Richard Galliano, sublime transformiste

S’il y a un rêve chez les programmateurs classiques, c’est bien celui de fédérer et de rajeunir les publics autour d’affiches rassembleuses. Remplir les salles avec un nouvel orchestre de chambre dans une symphonie de Mozart et sans star à la baguette: il faut des arguments de poids pour attirer les spectateurs. David Greilsammer et son GECA surfent sur la vague avec talent.

Pour le concert d’ouverture de leur saison, ils ont convié Omar Porras dans le rôle de Blancaman el bueno pour rendre un hommage amoureux à Gabriel Garcia Marquez entre les œuvres. Une touche de théâtre, d’onirisme latino-américain et d’humour en apéritif. Mais surtout, ils ont invité Richard Galliano. Dans la transcription du Concerto pour violon en la mineur BWV 1041 de Bach comme dans Primavera porteña d’Astor Piazzolla ou sa composition personnelle New York Tango pour violon et orchestre, l’accordéoniste représente une idéale légitimation intergenres.

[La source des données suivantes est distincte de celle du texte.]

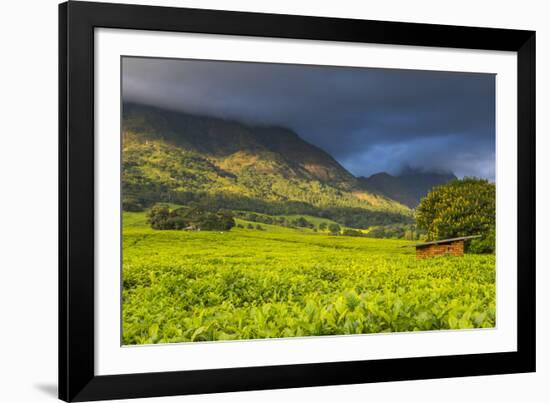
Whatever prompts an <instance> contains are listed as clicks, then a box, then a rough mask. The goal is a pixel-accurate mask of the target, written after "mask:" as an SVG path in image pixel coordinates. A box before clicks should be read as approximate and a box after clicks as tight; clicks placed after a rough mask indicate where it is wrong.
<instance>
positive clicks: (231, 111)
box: [123, 58, 495, 179]
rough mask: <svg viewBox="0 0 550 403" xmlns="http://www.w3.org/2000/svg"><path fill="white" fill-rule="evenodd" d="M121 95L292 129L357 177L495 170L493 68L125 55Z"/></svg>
mask: <svg viewBox="0 0 550 403" xmlns="http://www.w3.org/2000/svg"><path fill="white" fill-rule="evenodd" d="M123 98H124V100H125V101H133V102H141V103H146V104H149V105H154V106H160V107H164V108H169V109H175V110H182V111H186V112H191V113H198V114H207V115H213V116H218V117H224V118H232V119H237V120H241V121H245V122H247V123H250V124H270V125H280V126H286V127H290V128H292V129H294V130H295V131H296V132H297V133H298V134H299V135H300V136H301V137H302V138H304V139H305V140H307V141H309V142H310V143H313V144H315V145H318V146H320V147H321V148H323V149H324V150H326V151H327V152H329V153H330V154H331V155H332V156H334V157H335V158H336V159H337V160H338V161H339V162H340V163H341V164H342V165H344V166H345V167H346V168H348V169H349V170H350V171H351V172H353V173H354V174H355V175H370V174H373V173H376V172H379V171H388V172H392V173H398V172H399V170H400V169H402V168H403V167H405V166H409V167H415V168H421V169H427V170H439V171H453V172H454V173H455V174H456V175H457V176H459V177H461V176H480V177H485V178H489V179H494V175H495V79H494V75H489V74H473V73H452V72H435V71H415V70H390V69H364V68H347V67H326V66H322V67H321V66H303V65H281V64H259V63H235V62H209V61H192V60H172V59H145V58H124V59H123Z"/></svg>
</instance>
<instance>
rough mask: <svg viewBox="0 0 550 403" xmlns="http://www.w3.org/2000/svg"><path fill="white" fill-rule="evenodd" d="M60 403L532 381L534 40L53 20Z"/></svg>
mask: <svg viewBox="0 0 550 403" xmlns="http://www.w3.org/2000/svg"><path fill="white" fill-rule="evenodd" d="M59 24H60V29H59V33H60V35H59V46H60V58H59V77H60V80H59V94H60V96H59V133H60V135H59V147H60V153H59V156H60V161H59V165H60V186H59V189H60V194H59V200H60V207H59V208H60V214H59V216H60V222H59V229H60V242H59V285H60V286H59V293H60V295H59V397H60V399H62V400H65V401H88V400H101V399H121V398H135V397H147V396H166V395H178V394H196V393H212V392H227V391H240V390H255V389H275V388H291V387H304V386H319V385H337V384H350V383H365V382H383V381H397V380H411V379H427V378H441V377H458V376H473V375H488V374H504V373H518V372H531V371H534V370H535V33H534V32H532V31H517V30H509V29H494V28H474V27H457V26H442V25H430V24H413V23H400V22H382V21H365V20H351V19H334V18H318V17H306V16H290V15H273V14H257V13H243V12H228V11H214V10H198V9H183V8H168V7H152V6H141V5H140V6H138V5H120V4H108V3H86V2H80V1H79V2H68V3H64V4H61V5H60V6H59Z"/></svg>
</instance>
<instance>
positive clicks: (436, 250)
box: [416, 240, 464, 259]
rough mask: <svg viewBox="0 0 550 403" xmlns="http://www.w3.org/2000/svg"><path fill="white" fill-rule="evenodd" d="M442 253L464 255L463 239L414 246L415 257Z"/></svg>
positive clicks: (422, 256)
mask: <svg viewBox="0 0 550 403" xmlns="http://www.w3.org/2000/svg"><path fill="white" fill-rule="evenodd" d="M442 255H453V256H462V255H464V241H462V240H461V241H454V242H449V243H444V244H433V245H425V246H417V247H416V257H417V258H419V259H424V258H426V257H432V256H442Z"/></svg>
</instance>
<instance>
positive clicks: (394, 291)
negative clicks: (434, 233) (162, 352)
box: [123, 213, 495, 344]
mask: <svg viewBox="0 0 550 403" xmlns="http://www.w3.org/2000/svg"><path fill="white" fill-rule="evenodd" d="M308 219H309V218H308ZM237 222H239V223H242V224H248V222H247V221H244V220H239V219H238V220H237ZM252 224H255V223H252ZM261 226H262V228H263V230H261V231H260V230H256V229H247V228H246V225H245V228H237V227H235V228H233V229H232V230H231V231H229V232H213V231H201V232H186V231H155V230H152V229H150V228H149V227H148V226H147V224H146V220H145V215H144V213H124V217H123V342H124V344H144V343H167V342H188V341H213V340H234V339H253V338H269V337H292V336H309V335H334V334H355V333H378V332H396V331H419V330H435V329H457V328H474V327H494V325H495V258H494V256H493V255H466V256H464V257H463V258H453V257H442V258H434V259H427V260H416V258H415V257H414V250H413V249H412V248H398V246H400V245H403V244H406V241H399V240H388V239H370V238H354V237H344V236H328V235H326V234H321V233H315V232H313V231H311V230H304V229H291V228H285V227H280V226H276V225H269V224H261Z"/></svg>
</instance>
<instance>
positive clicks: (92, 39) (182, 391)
mask: <svg viewBox="0 0 550 403" xmlns="http://www.w3.org/2000/svg"><path fill="white" fill-rule="evenodd" d="M99 27H104V28H120V29H132V30H153V31H171V32H192V33H208V34H229V35H242V36H255V37H276V38H296V39H310V40H325V41H340V42H365V43H377V44H397V45H417V46H430V47H446V48H466V49H483V50H502V51H513V52H517V79H518V86H517V90H518V92H517V108H518V109H517V112H518V127H517V136H518V137H517V140H518V150H517V153H518V154H517V155H518V195H517V201H518V261H517V280H518V288H517V296H518V307H517V308H518V309H517V313H518V317H517V320H518V334H517V345H518V349H517V351H516V352H503V353H486V354H469V355H456V356H437V357H420V358H399V359H383V360H371V361H348V362H333V363H315V364H300V365H279V366H263V367H247V368H231V369H208V370H192V371H178V372H156V373H140V374H125V375H109V376H96V375H95V373H94V29H95V28H99ZM532 371H535V32H533V31H519V30H511V29H493V28H474V27H458V26H444V25H430V24H416V23H401V22H381V21H365V20H353V19H337V18H319V17H306V16H294V15H273V14H258V13H245V12H229V11H213V10H199V9H184V8H170V7H154V6H142V5H120V4H108V3H88V2H80V1H78V2H73V1H70V2H67V3H63V4H60V5H59V398H60V399H62V400H65V401H89V400H101V399H121V398H137V397H148V396H168V395H182V394H195V393H212V392H230V391H244V390H258V389H276V388H292V387H306V386H320V385H339V384H351V383H366V382H383V381H398V380H413V379H426V378H445V377H462V376H472V375H490V374H504V373H521V372H532Z"/></svg>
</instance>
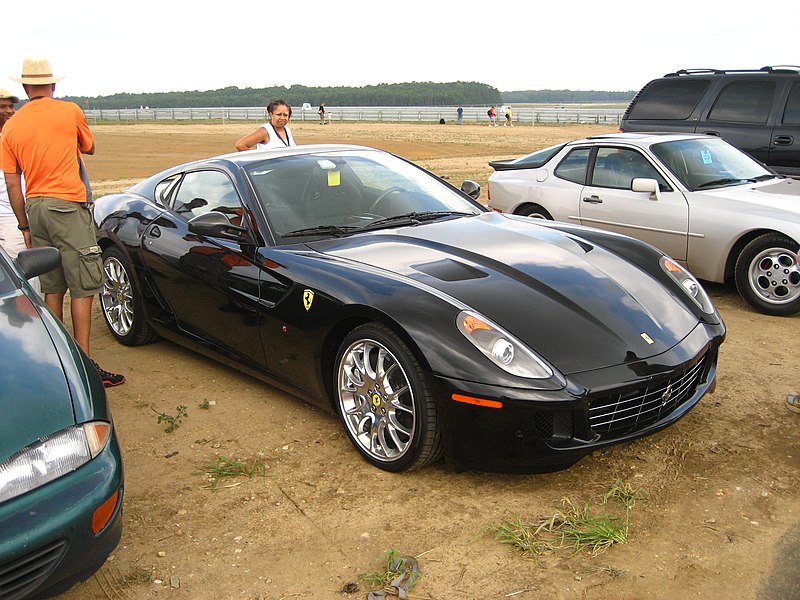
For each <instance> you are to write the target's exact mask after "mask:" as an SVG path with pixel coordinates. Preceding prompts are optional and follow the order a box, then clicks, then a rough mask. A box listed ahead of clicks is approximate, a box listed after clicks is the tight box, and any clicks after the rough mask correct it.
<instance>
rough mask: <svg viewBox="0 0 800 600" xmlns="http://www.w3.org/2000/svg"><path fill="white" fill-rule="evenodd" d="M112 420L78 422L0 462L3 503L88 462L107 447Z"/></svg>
mask: <svg viewBox="0 0 800 600" xmlns="http://www.w3.org/2000/svg"><path fill="white" fill-rule="evenodd" d="M110 437H111V423H106V422H105V421H96V422H92V423H85V424H83V425H75V426H73V427H68V428H67V429H62V430H61V431H59V432H57V433H54V434H52V435H48V436H46V437H43V438H41V439H39V440H37V441H36V442H35V443H33V444H31V445H30V446H27V447H25V448H23V449H22V450H20V451H19V452H17V453H16V454H14V455H13V456H11V457H10V458H9V459H8V460H6V461H5V462H4V463H3V464H0V503H2V502H5V501H6V500H10V499H11V498H16V497H17V496H20V495H22V494H24V493H26V492H29V491H30V490H33V489H36V488H38V487H40V486H42V485H44V484H46V483H48V482H50V481H53V480H54V479H58V478H59V477H61V476H62V475H66V474H67V473H71V472H72V471H74V470H75V469H77V468H78V467H80V466H81V465H84V464H86V463H87V462H89V461H90V460H91V459H93V458H94V457H95V456H97V455H98V454H100V452H101V451H102V450H103V448H105V446H106V444H107V443H108V440H109V438H110Z"/></svg>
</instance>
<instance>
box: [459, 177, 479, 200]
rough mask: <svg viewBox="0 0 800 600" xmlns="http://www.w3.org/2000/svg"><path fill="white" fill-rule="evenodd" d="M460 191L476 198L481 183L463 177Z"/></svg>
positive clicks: (472, 197)
mask: <svg viewBox="0 0 800 600" xmlns="http://www.w3.org/2000/svg"><path fill="white" fill-rule="evenodd" d="M461 191H462V192H464V193H465V194H466V195H467V196H469V197H470V198H472V199H473V200H477V199H478V197H479V196H480V195H481V184H479V183H478V182H477V181H472V180H471V179H465V180H464V183H462V184H461Z"/></svg>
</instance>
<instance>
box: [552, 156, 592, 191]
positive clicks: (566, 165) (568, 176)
mask: <svg viewBox="0 0 800 600" xmlns="http://www.w3.org/2000/svg"><path fill="white" fill-rule="evenodd" d="M588 164H589V148H577V149H575V150H573V151H572V152H570V153H569V154H567V155H566V156H565V157H564V160H562V161H561V162H560V163H559V164H558V166H557V167H556V170H555V175H556V177H560V178H561V179H566V180H567V181H572V182H573V183H579V184H581V185H583V184H584V183H585V182H586V166H587V165H588Z"/></svg>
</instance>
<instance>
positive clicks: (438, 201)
mask: <svg viewBox="0 0 800 600" xmlns="http://www.w3.org/2000/svg"><path fill="white" fill-rule="evenodd" d="M246 170H247V173H248V176H249V178H250V180H251V181H252V184H253V189H254V190H255V192H256V194H257V196H258V198H259V201H260V202H261V204H262V205H263V207H264V212H265V214H266V215H267V218H268V219H269V221H270V225H271V227H272V228H273V230H274V232H275V234H276V236H277V237H279V238H283V237H284V236H285V237H286V238H287V241H294V240H289V239H288V238H293V237H296V236H298V235H302V236H307V235H318V236H320V237H323V236H326V235H342V234H349V233H355V232H358V230H360V229H366V228H369V229H375V228H376V227H375V224H376V223H378V222H382V223H385V224H386V226H387V227H389V226H392V224H393V223H396V222H395V221H394V220H393V219H394V218H395V217H399V216H401V215H408V214H414V215H419V214H422V213H425V214H428V213H436V214H437V215H438V216H437V218H447V217H448V216H453V215H460V214H468V215H472V214H478V213H480V212H483V211H484V210H485V209H484V208H483V207H482V206H481V205H479V204H478V203H477V202H474V201H472V200H470V199H469V198H467V197H465V196H464V195H463V194H461V193H460V192H458V191H456V190H454V189H452V188H451V187H449V186H448V185H446V184H444V183H443V182H442V181H441V180H439V179H438V178H436V177H435V176H432V175H431V174H429V173H427V172H426V171H424V170H423V169H420V168H418V167H416V166H414V165H412V164H410V163H408V162H406V161H404V160H402V159H399V158H397V157H396V156H392V155H391V154H387V153H385V152H380V151H376V150H354V151H339V152H324V153H318V154H304V155H298V156H289V157H282V158H276V159H272V160H266V161H263V162H259V163H255V164H253V165H250V166H248V167H247V169H246ZM422 221H425V222H427V221H428V220H427V219H422V220H420V219H417V220H416V221H415V222H417V223H418V222H422Z"/></svg>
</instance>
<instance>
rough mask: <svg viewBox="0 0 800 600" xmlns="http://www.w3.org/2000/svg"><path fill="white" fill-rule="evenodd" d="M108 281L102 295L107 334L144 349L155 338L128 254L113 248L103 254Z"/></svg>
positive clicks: (153, 332) (154, 335)
mask: <svg viewBox="0 0 800 600" xmlns="http://www.w3.org/2000/svg"><path fill="white" fill-rule="evenodd" d="M103 270H104V272H105V281H104V282H103V289H102V290H101V291H100V304H101V306H102V309H103V318H104V319H105V321H106V325H107V326H108V330H109V331H110V332H111V335H113V336H114V337H115V338H116V339H117V341H118V342H119V343H120V344H124V345H125V346H141V345H142V344H147V343H149V342H152V341H153V340H154V339H155V338H156V334H155V332H154V331H153V330H152V328H151V327H150V325H148V324H147V322H146V321H145V317H144V303H143V302H142V294H141V291H140V290H139V289H138V281H137V280H136V278H135V276H134V274H133V266H132V265H131V263H130V261H129V260H128V257H127V256H125V253H124V252H123V251H122V250H120V249H119V248H117V247H116V246H111V247H110V248H107V249H106V250H105V252H103Z"/></svg>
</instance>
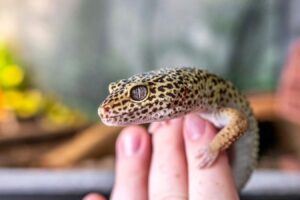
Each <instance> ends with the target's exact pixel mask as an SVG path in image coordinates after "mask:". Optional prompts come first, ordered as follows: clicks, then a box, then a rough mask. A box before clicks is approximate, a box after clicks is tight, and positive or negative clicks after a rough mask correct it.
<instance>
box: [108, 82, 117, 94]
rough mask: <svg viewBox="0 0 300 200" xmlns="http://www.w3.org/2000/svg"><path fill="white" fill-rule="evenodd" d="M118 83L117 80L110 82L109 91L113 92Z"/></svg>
mask: <svg viewBox="0 0 300 200" xmlns="http://www.w3.org/2000/svg"><path fill="white" fill-rule="evenodd" d="M116 86H117V84H116V83H115V82H113V83H110V84H109V86H108V91H109V93H112V91H113V90H114V89H115V88H116Z"/></svg>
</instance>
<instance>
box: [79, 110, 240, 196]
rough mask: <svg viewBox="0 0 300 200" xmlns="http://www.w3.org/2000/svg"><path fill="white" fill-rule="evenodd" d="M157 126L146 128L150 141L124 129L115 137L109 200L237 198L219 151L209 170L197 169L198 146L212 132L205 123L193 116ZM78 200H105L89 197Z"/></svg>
mask: <svg viewBox="0 0 300 200" xmlns="http://www.w3.org/2000/svg"><path fill="white" fill-rule="evenodd" d="M157 123H159V122H155V123H152V127H155V128H154V129H153V130H154V131H153V137H152V138H151V139H150V136H149V134H148V132H147V131H146V130H145V129H144V128H142V127H140V126H130V127H127V128H125V129H124V130H123V131H122V133H121V135H120V136H119V138H118V140H117V144H116V150H117V163H116V180H115V185H114V188H113V191H112V195H111V200H207V199H210V200H238V199H239V197H238V193H237V190H236V188H235V186H234V181H233V180H234V179H233V176H232V174H231V169H230V166H229V163H228V159H227V156H226V154H225V153H224V152H222V153H221V154H220V156H219V157H218V158H217V160H216V162H215V163H214V164H213V165H212V166H211V167H209V168H203V169H200V168H199V167H198V160H197V155H198V153H199V147H205V146H207V145H208V144H209V142H210V141H211V140H212V139H213V137H214V136H215V134H216V133H217V130H216V129H215V128H214V127H213V126H212V125H211V124H210V123H208V122H207V121H205V120H203V119H201V118H200V117H198V116H197V115H195V114H189V115H187V116H185V117H184V118H177V119H173V120H170V121H168V122H167V123H163V124H159V125H158V124H157ZM150 130H151V128H150ZM151 132H152V131H151ZM151 143H152V144H151ZM84 200H105V198H104V197H102V196H101V195H98V194H89V195H87V196H86V197H85V198H84Z"/></svg>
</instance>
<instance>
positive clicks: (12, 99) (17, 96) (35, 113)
mask: <svg viewBox="0 0 300 200" xmlns="http://www.w3.org/2000/svg"><path fill="white" fill-rule="evenodd" d="M5 100H6V104H7V105H8V106H9V107H11V108H12V109H13V110H14V111H15V112H16V114H17V116H19V117H21V118H28V117H34V116H35V115H37V114H38V113H39V112H40V110H41V108H42V105H43V96H42V94H41V93H40V92H39V91H37V90H29V91H25V92H20V91H8V92H5Z"/></svg>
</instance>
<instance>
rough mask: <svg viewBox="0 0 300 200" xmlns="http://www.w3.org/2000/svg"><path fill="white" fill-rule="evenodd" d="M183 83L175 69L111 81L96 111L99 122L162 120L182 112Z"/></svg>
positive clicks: (183, 92) (185, 91)
mask: <svg viewBox="0 0 300 200" xmlns="http://www.w3.org/2000/svg"><path fill="white" fill-rule="evenodd" d="M180 80H181V81H180ZM183 85H184V84H183V83H182V77H179V73H177V74H176V71H175V70H168V71H167V70H164V71H157V72H148V73H143V74H139V75H135V76H132V77H131V78H129V79H124V80H120V81H118V82H114V83H111V84H110V85H109V92H110V93H109V95H108V96H107V97H106V99H105V100H104V101H103V102H102V104H101V105H100V107H99V109H98V114H99V116H100V118H101V120H102V122H103V123H105V124H107V125H112V126H125V125H130V124H141V123H149V122H153V121H162V120H166V119H170V118H174V117H176V116H180V115H183V114H186V113H187V111H188V109H187V107H185V106H188V105H187V103H185V101H184V95H185V93H186V90H185V89H183V88H184V87H183Z"/></svg>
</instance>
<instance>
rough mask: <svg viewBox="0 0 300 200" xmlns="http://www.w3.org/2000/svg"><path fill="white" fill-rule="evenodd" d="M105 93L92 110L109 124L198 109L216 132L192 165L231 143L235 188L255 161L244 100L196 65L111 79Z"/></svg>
mask: <svg viewBox="0 0 300 200" xmlns="http://www.w3.org/2000/svg"><path fill="white" fill-rule="evenodd" d="M109 93H110V94H109V95H108V96H107V97H106V99H105V100H104V101H103V103H102V104H101V105H100V107H99V109H98V114H99V116H100V118H101V119H102V122H103V123H104V124H107V125H111V126H125V125H131V124H143V123H150V122H154V121H165V120H169V119H173V118H176V117H180V116H184V115H186V114H188V113H199V115H200V117H202V118H204V119H206V120H208V121H210V122H211V123H213V124H214V125H215V126H216V127H217V128H220V131H219V132H218V134H217V135H216V136H215V137H214V139H213V140H212V141H211V142H210V144H209V145H208V146H207V147H206V148H203V149H199V155H198V156H197V159H199V166H198V167H200V168H204V167H210V166H211V165H212V164H213V163H214V161H215V160H216V158H217V157H218V154H219V153H220V152H221V151H223V150H225V149H227V148H228V147H230V146H231V144H233V145H232V148H231V150H232V151H231V152H232V161H231V165H232V171H233V174H234V178H235V184H236V186H237V188H238V189H241V188H242V187H243V186H244V184H245V183H246V182H247V180H248V179H249V177H250V175H251V173H252V171H253V169H254V167H255V165H256V161H257V152H258V128H257V122H256V120H255V118H254V116H253V113H252V111H251V108H250V106H249V104H248V102H247V100H246V98H245V97H244V96H243V95H241V94H240V93H239V92H238V90H237V89H236V88H235V87H234V86H233V85H232V83H231V82H229V81H226V80H224V79H222V78H220V77H218V76H217V75H214V74H212V73H209V72H207V71H204V70H201V69H198V68H187V67H181V68H165V69H161V70H158V71H150V72H146V73H142V74H138V75H134V76H132V77H130V78H128V79H122V80H120V81H117V82H113V83H111V84H110V85H109Z"/></svg>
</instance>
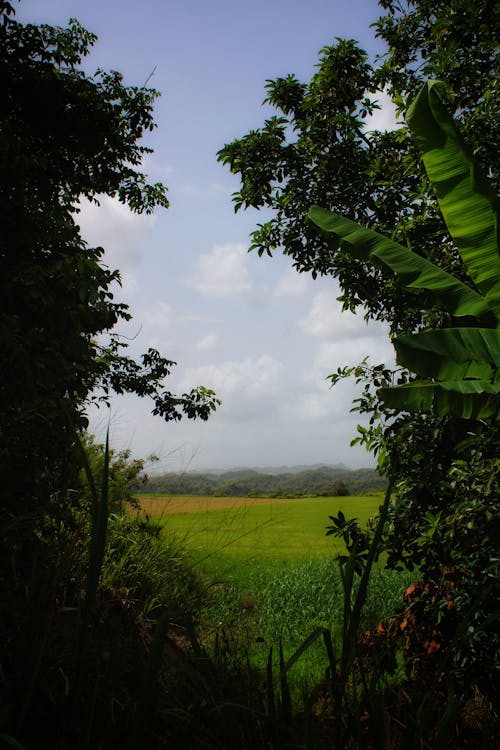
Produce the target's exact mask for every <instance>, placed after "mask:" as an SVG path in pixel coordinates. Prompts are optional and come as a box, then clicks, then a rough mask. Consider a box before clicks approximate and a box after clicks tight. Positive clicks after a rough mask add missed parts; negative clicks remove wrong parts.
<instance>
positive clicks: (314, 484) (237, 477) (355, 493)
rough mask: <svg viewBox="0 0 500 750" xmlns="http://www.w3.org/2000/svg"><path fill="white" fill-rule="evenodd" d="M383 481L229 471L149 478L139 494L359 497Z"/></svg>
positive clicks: (324, 476) (324, 471)
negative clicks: (353, 496)
mask: <svg viewBox="0 0 500 750" xmlns="http://www.w3.org/2000/svg"><path fill="white" fill-rule="evenodd" d="M386 485H387V480H386V479H385V478H384V477H383V476H380V474H378V473H377V471H376V470H375V469H370V468H362V469H348V468H347V467H345V466H342V465H338V466H324V465H323V466H317V467H316V466H314V467H311V468H308V469H306V468H304V467H286V469H285V468H283V469H280V468H276V469H261V470H256V469H245V468H240V469H232V470H227V471H219V472H215V471H214V472H209V471H205V472H194V471H193V472H183V473H173V472H169V473H165V474H158V475H149V476H148V477H147V478H146V481H145V482H144V483H142V484H141V485H140V486H138V487H137V489H136V492H137V493H138V494H140V493H162V494H167V495H214V496H219V497H220V496H227V497H255V496H264V497H302V496H304V495H313V496H320V497H321V496H324V497H329V496H345V495H359V494H363V493H369V492H378V491H381V490H384V489H385V488H386Z"/></svg>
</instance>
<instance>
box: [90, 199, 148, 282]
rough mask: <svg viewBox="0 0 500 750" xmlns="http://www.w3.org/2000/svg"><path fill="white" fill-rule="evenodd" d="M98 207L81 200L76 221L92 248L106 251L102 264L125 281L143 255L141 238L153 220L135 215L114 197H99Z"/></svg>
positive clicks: (92, 203)
mask: <svg viewBox="0 0 500 750" xmlns="http://www.w3.org/2000/svg"><path fill="white" fill-rule="evenodd" d="M99 203H100V205H99V206H98V205H96V204H95V203H91V202H90V201H88V200H87V199H83V200H81V201H80V205H79V208H80V213H78V214H76V215H75V221H76V223H77V224H78V225H79V226H80V229H81V232H82V236H83V238H84V240H85V241H86V242H88V244H89V245H90V246H92V247H97V246H101V247H103V248H104V249H105V251H106V252H105V256H104V261H105V263H106V264H107V265H109V266H110V268H119V269H120V271H121V273H122V277H123V278H124V279H126V278H127V275H128V277H130V273H131V270H132V269H133V268H135V267H137V265H138V264H139V262H140V260H141V259H142V255H143V247H144V237H145V235H146V234H147V233H148V232H149V231H150V229H151V228H152V227H153V225H154V223H155V221H156V217H155V216H146V215H145V214H135V213H133V212H132V211H130V209H129V208H128V206H125V205H124V204H123V203H120V201H119V200H118V199H117V198H110V197H109V196H107V195H104V196H99Z"/></svg>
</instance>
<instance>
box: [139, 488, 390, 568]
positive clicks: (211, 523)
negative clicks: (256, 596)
mask: <svg viewBox="0 0 500 750" xmlns="http://www.w3.org/2000/svg"><path fill="white" fill-rule="evenodd" d="M212 500H213V498H206V502H205V504H204V507H203V508H202V509H198V510H197V512H194V513H193V512H191V513H188V512H183V513H174V514H170V513H169V514H164V515H162V516H161V522H162V524H163V525H164V526H165V529H166V531H167V534H168V532H172V533H174V534H175V535H180V536H182V537H183V538H184V539H185V541H186V544H187V545H188V547H189V549H190V550H191V552H192V553H193V555H194V557H195V559H198V560H201V559H202V558H203V559H207V560H208V559H209V558H216V559H217V560H218V561H219V562H222V561H223V560H226V561H227V562H228V563H229V562H230V561H231V560H235V559H237V560H240V561H245V562H247V563H250V562H251V561H256V562H259V563H261V562H264V561H266V562H270V563H271V562H299V561H305V560H312V559H326V558H328V557H332V556H333V555H334V554H336V553H337V552H338V551H339V550H340V549H341V548H342V543H341V542H340V541H339V540H337V539H336V538H334V537H332V536H330V537H327V536H326V531H325V527H326V526H327V525H328V524H329V523H330V521H329V516H330V515H336V514H337V512H338V511H339V510H342V511H343V513H344V514H345V515H346V517H348V518H350V517H356V518H358V519H359V521H360V522H361V523H362V524H364V523H365V522H366V521H367V520H368V518H370V517H372V516H374V515H376V513H377V511H378V507H379V505H380V504H381V502H382V497H381V495H379V494H376V495H367V496H359V497H321V498H317V497H315V498H301V499H297V500H276V501H274V500H272V499H270V500H268V501H267V502H266V503H265V504H262V501H259V502H260V504H257V503H256V501H255V500H253V499H252V498H248V499H247V500H244V501H241V499H240V498H238V501H239V503H238V506H237V507H233V506H232V503H231V501H232V499H231V498H226V499H225V501H226V503H227V507H225V508H218V509H214V510H212V509H211V507H210V504H211V501H212ZM151 506H154V502H151V504H150V507H151ZM150 512H152V510H151V511H150Z"/></svg>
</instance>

Le plat de résistance est nourrissant, stimulant et surprenant. Car le talent du pianiste à bretelle va bien au-delà des répertoires, qu’il embrasse avec une finesse, une virtuosité, une sensibilité et une énergie de grand interprète. Entraîner les musiciens dans une folle rythmicité ou les suivre dans la musicalité la plus subtile: Galliano ne dessine aucune frontière entre les styles et les époques. Les notes se parent d’un legato et d’un perlé de toucher qui rendent aux touches, anches et soufflet de l’accordéon la fluidité et la douceur de l’archet du violon. Du grand art, jusqu’au bis en pot-pourri Bach/Tango/Gainsbourg à faire chanter le public…

On ne trouve aucune résistance non plus au sein de l’orchestre, qui se baroquise avec entrain dans les trois amuse-bouches de Rameau (Ouverture de Platée, Contredanse en rondeau des Boréades et Air des sauvages des Indes galantes), avant de participer à l’aventure argentine dans une vitalité enthousiaste. La technique, l’engagement et la jeunesse des trente musiciens permettent à David Greilsammer de s’appuyer sur un orchestre malléable à souhait, et gonflé de sève. La 38e Symphonie de Mozart, dite «Prague», prise au pas de charge et pas toujours contenue dans ses élans fougueux ou ses contrastes de nuances, fouette l’écoute. Mais la sonorisation de l’ensemble, qui s’avère judicieuse pour les interventions d’Omar Porras et de Richard Galliano, ne convient pas du tout à Amadeus. Quant à la création de Passion pour quintette à vent et orchestre du jeune Bâlois Jannik Giger, l’emploi ludique du dérapage d’intonations dans un tissage d’échos harmoniques classiques pourrait offrir plus de substance et d’inventivité. A développer.